Certains yaourts feraient grossir

Par Collectif LaNutrition.fr - Journalistes scientifiques et diététiciennes Publié le 15/11/2012 Mis à jour le 10/03/2017
Chaque Français consomme plus de 21 kilos de yaourts et laits fermentés par an.Certaines des souches bactériennes utilisées par les industriels feraient grossir.

Ce yaourt au Lactobacillus acidophilus dont vous faites en famille une consommation importante peut-il année après année vous faire prendre du poids à votre insu ? Et que penser des compléments alimentaires de probiotiques qui utilisent ces mêmes souches ? Dans un article paru le 6 novembre dans Current Infectious Disease Reports, le professeur Didier Raoult, chef du laboratoire de virologie et de bactériologie de l'hôpital de La Timone, à Marseille, s’émeut des conséquences de la consommation effrénée de certaines bactéries lactiques des yaourts et laits fermentés sur le risque d’obésité. (1)
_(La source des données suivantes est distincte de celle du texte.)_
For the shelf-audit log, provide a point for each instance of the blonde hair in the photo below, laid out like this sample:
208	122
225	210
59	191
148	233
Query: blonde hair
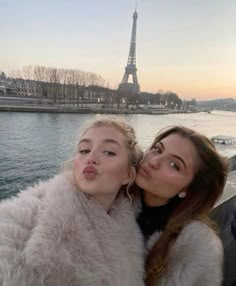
134	151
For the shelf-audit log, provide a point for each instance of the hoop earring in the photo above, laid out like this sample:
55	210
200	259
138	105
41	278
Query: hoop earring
182	195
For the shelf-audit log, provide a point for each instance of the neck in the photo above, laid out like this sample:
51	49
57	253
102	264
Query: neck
153	201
Chaque Français consomme en moyenne plus de 21 kilos de yaourts et laits fermentés chaque année, en augmentation de 20% en dix ans. Un quasi-record mondial. Seuls les Allemands montrent plus d’appétit. Nous avalons avec ces yaourts des milliards de milliards de souches bactériennes appelées probiotiques. Mais si les industriels sont passés maîtres dans l’art de vanter les bénéfices de ces bactéries (lactobacilles et bifidobactéries) sur le transit ou l’immunité, ils restent silencieux sur les effets à long terme de ce qui s’apparente à une expérimentation grandeur nature.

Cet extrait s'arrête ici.